I was shattered into a million little pieces. I didn’t know that was even possible, to be so torn and ripped and trampled on. I left the hospital after having Aven with nothing to hold onto but my discharge papers. We weren’t escorted out on a wheelchair with balloons and flowers. There weren’t any congratulation cards or silly pictures taken. It was a silent slow walk on a cold morning out of the hospital. When we got home my wonderful husband, D, ran into the bedroom and removed all of the baby books and sonograms we had so that I didn’t have to be reminded that they made us leave the hospital without our baby girl. I was okay for a while knowing the sonograms and videos we had of her were in the closet until I woke up a few weeks ago and felt angry. I was angry at myself that I let her pictures sit in the closet for so long.
When I was pregnant I saved every single scrap of paper that had to do with Aven. I had IVF papers, charts, embryo pictures… you name it, and I saved it. My plan was to create a baby book for her that I made completely myself.

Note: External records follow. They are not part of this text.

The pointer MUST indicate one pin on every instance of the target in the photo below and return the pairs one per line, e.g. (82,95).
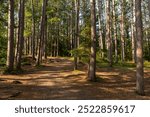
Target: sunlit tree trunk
(99,2)
(76,44)
(39,56)
(92,64)
(133,32)
(122,30)
(10,46)
(115,30)
(139,49)
(20,34)
(33,30)
(108,32)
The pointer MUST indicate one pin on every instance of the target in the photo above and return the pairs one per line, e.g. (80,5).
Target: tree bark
(122,31)
(115,31)
(76,44)
(92,64)
(99,2)
(139,49)
(10,46)
(39,56)
(20,35)
(108,30)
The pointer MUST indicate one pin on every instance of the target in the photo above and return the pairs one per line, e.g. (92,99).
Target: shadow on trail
(57,80)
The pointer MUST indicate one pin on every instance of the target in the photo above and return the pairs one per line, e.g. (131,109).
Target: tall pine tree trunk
(10,46)
(20,35)
(108,32)
(139,49)
(99,2)
(92,64)
(41,37)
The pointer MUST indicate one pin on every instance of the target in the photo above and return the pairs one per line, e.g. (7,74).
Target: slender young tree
(123,30)
(99,2)
(42,27)
(20,34)
(108,31)
(92,64)
(115,30)
(10,46)
(33,30)
(77,5)
(139,49)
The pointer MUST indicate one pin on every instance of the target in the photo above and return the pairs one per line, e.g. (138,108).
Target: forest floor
(56,79)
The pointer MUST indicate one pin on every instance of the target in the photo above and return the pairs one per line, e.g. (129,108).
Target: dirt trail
(57,80)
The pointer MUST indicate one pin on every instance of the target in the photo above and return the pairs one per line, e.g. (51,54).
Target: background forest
(102,33)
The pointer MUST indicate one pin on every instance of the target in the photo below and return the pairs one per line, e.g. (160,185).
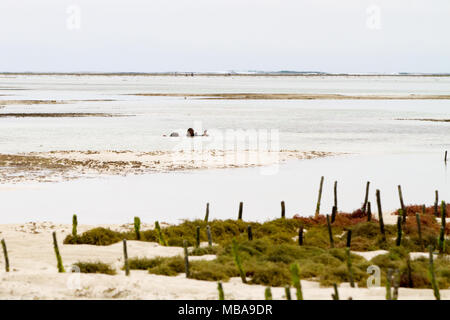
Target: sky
(348,36)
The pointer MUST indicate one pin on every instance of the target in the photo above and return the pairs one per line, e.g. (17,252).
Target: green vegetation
(95,267)
(58,255)
(266,259)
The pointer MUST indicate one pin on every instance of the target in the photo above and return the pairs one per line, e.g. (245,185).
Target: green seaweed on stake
(268,294)
(137,228)
(249,233)
(58,255)
(441,240)
(349,267)
(186,260)
(402,205)
(432,275)
(399,231)
(125,258)
(319,198)
(380,216)
(207,212)
(237,260)
(295,273)
(5,254)
(335,295)
(197,237)
(241,208)
(208,233)
(330,233)
(74,227)
(419,229)
(220,289)
(162,240)
(287,291)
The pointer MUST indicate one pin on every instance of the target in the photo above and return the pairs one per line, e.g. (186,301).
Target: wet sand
(34,274)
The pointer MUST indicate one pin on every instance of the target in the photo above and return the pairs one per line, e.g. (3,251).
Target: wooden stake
(241,207)
(402,205)
(380,215)
(319,198)
(125,257)
(5,254)
(366,198)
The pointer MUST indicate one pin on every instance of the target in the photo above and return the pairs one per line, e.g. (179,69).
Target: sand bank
(34,274)
(296,96)
(65,165)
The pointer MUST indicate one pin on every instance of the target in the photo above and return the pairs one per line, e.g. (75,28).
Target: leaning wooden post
(333,214)
(137,228)
(369,212)
(237,260)
(5,254)
(432,275)
(58,255)
(74,227)
(442,231)
(125,258)
(197,237)
(319,198)
(380,215)
(249,233)
(335,194)
(436,204)
(349,238)
(186,259)
(389,284)
(220,289)
(399,231)
(402,205)
(349,267)
(287,291)
(207,212)
(366,198)
(300,236)
(241,207)
(419,230)
(208,233)
(330,233)
(335,295)
(295,273)
(268,294)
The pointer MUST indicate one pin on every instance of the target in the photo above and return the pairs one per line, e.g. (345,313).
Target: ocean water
(379,147)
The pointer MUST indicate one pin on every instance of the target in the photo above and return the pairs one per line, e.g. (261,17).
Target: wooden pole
(402,205)
(380,215)
(319,198)
(366,198)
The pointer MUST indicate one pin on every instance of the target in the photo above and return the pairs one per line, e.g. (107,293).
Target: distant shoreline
(225,74)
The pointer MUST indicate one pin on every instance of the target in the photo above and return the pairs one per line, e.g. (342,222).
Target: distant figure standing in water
(190,132)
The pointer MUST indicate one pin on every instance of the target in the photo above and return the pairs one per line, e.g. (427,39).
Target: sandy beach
(66,165)
(34,274)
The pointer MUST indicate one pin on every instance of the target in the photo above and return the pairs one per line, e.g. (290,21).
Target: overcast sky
(216,35)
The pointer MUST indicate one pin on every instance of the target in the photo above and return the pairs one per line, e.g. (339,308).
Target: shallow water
(384,150)
(183,195)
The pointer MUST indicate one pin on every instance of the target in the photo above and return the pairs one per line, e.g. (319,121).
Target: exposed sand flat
(30,102)
(432,120)
(57,115)
(64,165)
(295,96)
(34,274)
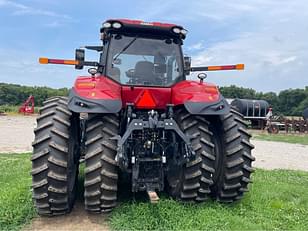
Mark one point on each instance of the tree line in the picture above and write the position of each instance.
(290, 102)
(14, 94)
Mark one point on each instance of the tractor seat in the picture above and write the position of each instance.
(115, 74)
(144, 72)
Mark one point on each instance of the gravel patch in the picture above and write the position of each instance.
(279, 155)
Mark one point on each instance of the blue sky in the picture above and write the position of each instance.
(269, 36)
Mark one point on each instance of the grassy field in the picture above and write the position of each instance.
(288, 138)
(15, 198)
(278, 201)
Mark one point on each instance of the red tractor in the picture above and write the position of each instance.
(137, 115)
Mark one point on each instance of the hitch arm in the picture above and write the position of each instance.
(218, 68)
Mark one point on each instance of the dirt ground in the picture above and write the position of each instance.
(16, 135)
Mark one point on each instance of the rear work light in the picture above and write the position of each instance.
(116, 25)
(86, 85)
(176, 30)
(107, 25)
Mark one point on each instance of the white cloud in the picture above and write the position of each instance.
(21, 9)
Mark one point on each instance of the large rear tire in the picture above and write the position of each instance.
(55, 158)
(233, 157)
(101, 171)
(193, 182)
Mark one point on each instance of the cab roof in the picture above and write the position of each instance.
(141, 27)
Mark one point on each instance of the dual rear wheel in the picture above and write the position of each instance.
(222, 166)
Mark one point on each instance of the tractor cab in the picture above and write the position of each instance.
(139, 53)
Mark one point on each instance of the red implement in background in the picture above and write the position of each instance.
(28, 106)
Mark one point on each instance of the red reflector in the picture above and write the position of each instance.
(146, 100)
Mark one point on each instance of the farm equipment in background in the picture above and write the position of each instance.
(305, 114)
(28, 106)
(143, 120)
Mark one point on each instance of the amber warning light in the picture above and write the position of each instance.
(58, 61)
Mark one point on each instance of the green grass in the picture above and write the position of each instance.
(13, 110)
(278, 200)
(16, 207)
(288, 138)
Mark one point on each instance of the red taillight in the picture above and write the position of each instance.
(146, 100)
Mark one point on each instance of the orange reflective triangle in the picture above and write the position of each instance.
(146, 100)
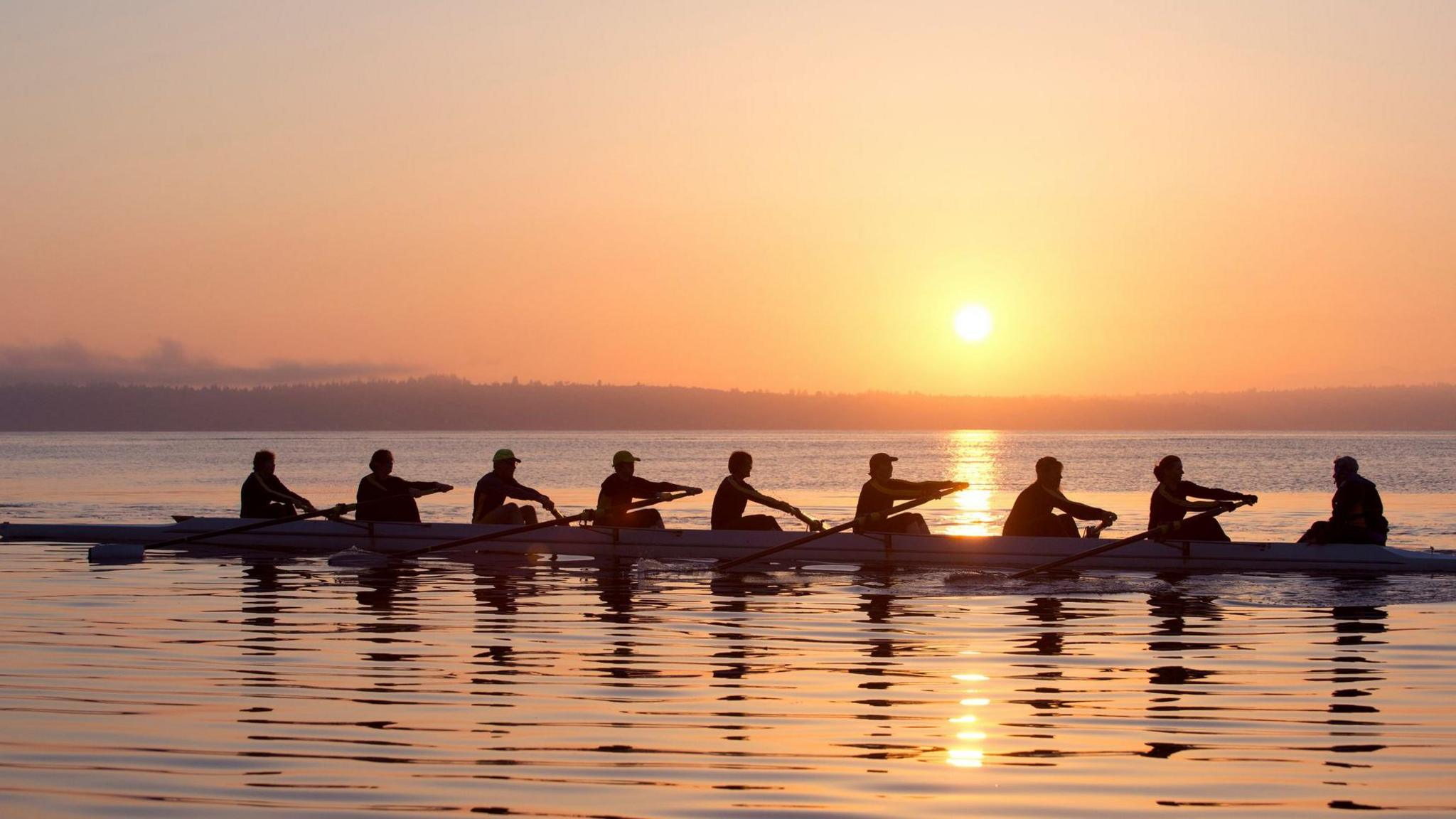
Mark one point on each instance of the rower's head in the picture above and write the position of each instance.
(504, 462)
(1049, 473)
(1346, 466)
(740, 464)
(882, 465)
(1168, 470)
(625, 462)
(382, 462)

My baby still deserves this from me. She is still my baby but only now...her baby book will be filled with pictures up until October 29th and none after. Sympathy cards will be placed in the sleeves instead of happy congratulation cards… but my baby is still my baby and she still deserves a book.
I bought the supplies to begin. I picked out cute pink paper with delicate little flowers and hearts. I must have walked up and down the aisles of the hobby store for at least 2 hours carefully picking out exactly what I wanted. I would have spent the same amount of time and energy in the hobby store even if she was at home sitting with daddy. I moved her things to my desk and for now they sit and wait for me because I haven’t built up the courage to put her book together yet. One day soon I hope…Baby Steps…I’ll love you forever, I’ll like you for always,
as long as I’m living my baby you’ll be.